Data Mining Emigration Rate

July 13, 2012

The Internet has enabled quite a few things. Foremost of these is a new paradigm for commerce, but buried among all the digital debris is a new investigational method called data mining. In data mining, large volumes of data are analyzed to discover unexpected correlations, or quantify a suspected correlation.

Data mining has become an important specialty, and I've mentioned it in quite a few previous articles:

Data, Data, Everywhere (February 7, 2007)  »   The Exchangeable Image File Format (EXIF) data of digital photographs on the Flickr photo-sharing web site were used to rank the most popular cameras. Similar data were used to determine whether people preferred sunrise or sunset (sunset is slightly more popular than sunrise). It was also possible to extract from these data reasonable curves of the times for sunrise and sunset for the narrow band of latitudes in which the majority of Earth's population resides.

Basic Research (October 22, 2010)  »   I repeated a data-mining exercise, first done by Roger Pielke, Jr., of the Center for Science and Technology Policy Research of the University of Colorado at Boulder. I looked for the occurrence of the phrase, "basic research," in The New York Times as a function of time. Interest in basic research peaked quite suddenly after it was realized that technology derived from what had been very basic research had won World War II. There was an additional surge after Sputnik was launched. Today, basic research seems to be in retreat.

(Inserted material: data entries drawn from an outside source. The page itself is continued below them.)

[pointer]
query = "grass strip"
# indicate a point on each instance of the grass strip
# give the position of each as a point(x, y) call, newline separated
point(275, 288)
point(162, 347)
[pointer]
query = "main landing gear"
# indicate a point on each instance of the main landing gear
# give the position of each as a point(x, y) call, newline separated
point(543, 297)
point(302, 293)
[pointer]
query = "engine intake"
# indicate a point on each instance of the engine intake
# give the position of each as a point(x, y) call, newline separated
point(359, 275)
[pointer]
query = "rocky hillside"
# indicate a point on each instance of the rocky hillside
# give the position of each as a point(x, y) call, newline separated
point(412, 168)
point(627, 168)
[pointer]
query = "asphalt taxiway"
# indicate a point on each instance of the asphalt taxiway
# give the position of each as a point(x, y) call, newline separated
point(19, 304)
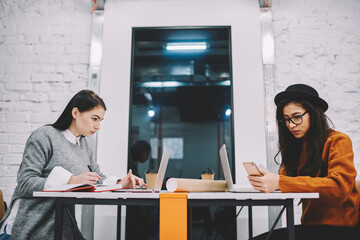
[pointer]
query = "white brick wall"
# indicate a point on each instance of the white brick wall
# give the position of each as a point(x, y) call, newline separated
point(44, 60)
point(318, 43)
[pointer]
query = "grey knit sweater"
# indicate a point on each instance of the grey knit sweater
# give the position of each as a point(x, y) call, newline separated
point(45, 149)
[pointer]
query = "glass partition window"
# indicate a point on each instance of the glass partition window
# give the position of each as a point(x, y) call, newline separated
point(181, 98)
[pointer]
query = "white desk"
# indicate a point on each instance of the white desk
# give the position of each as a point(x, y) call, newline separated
point(194, 199)
point(93, 198)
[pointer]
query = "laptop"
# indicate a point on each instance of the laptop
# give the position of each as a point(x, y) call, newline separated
point(227, 174)
point(159, 179)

Culturomics (January 13, 2011)  »   The Ngram Viewer from Google is a way to examine the frequency of occurrence of words as a function of time for the many books and other publications that Google has indexed. The Ngram concept has spawned a web site, www.culturomics.org with analyses of cultural trends. Such analysis found that 8,500 new words enter the English language annually, but many of these aren't found in dictionaries. It was also discovered that the rate of mention of individual inventions was about twice as fast at the end of the nineteenth century than at its start.

Hedonometrics (January 31, 2011)  »   Data mining of Twitter accounts solved a question that I had since childhood; namely, when do most families have dinner. Six PM is the time most people have dinner, although anytime from 5:00 PM - 7:00 PM is nearly as likely. A research team has tracked words expressing happiness from 50 million Twitter accounts to create a "Hedonometer" that shows the instantaneous happiness index of Twitter users; and, by inference, the world at large.

Numb3rs (June 6, 2012)  »   Remote sensing of the Earth via satellite has revealed an interesting correlation between the density of trees and the income level of urban neighborhoods. Each percent increase in per capita income correlates with an increased tree cover of 1.76 percent.

People have been especially mobile in the past few centuries. The United States was populated by people from other countries, and there is considerable emigration, today, of people between countries.

Countries are more likely to keep track of those who enter than those who leave. Data on which people enter a country, as shown in the following figure, are often easy to find, but data on how many people leave specific countries are not tabulated.

Distribution of emigration of Poles

Distribution of emigration of Poles (More red = greater numbers). There are many people of Polish origin in the United States. My maternal grandparents were both Polish immigrants to the US. (Via Wikimedia Commons))

To tackle the problem of accurately determining emigration rates, scientists from the Max Planck Institute for Demographic Research (MPIDR, Rostock, Germany) and Yahoo! Research used a data mining technique involving email.[1-3] The technique allowed assemblage of emigration statistics for nearly every country of the world. These mined data included the emigrant's gender and age, something that's rarely possible with official statistics for emigration.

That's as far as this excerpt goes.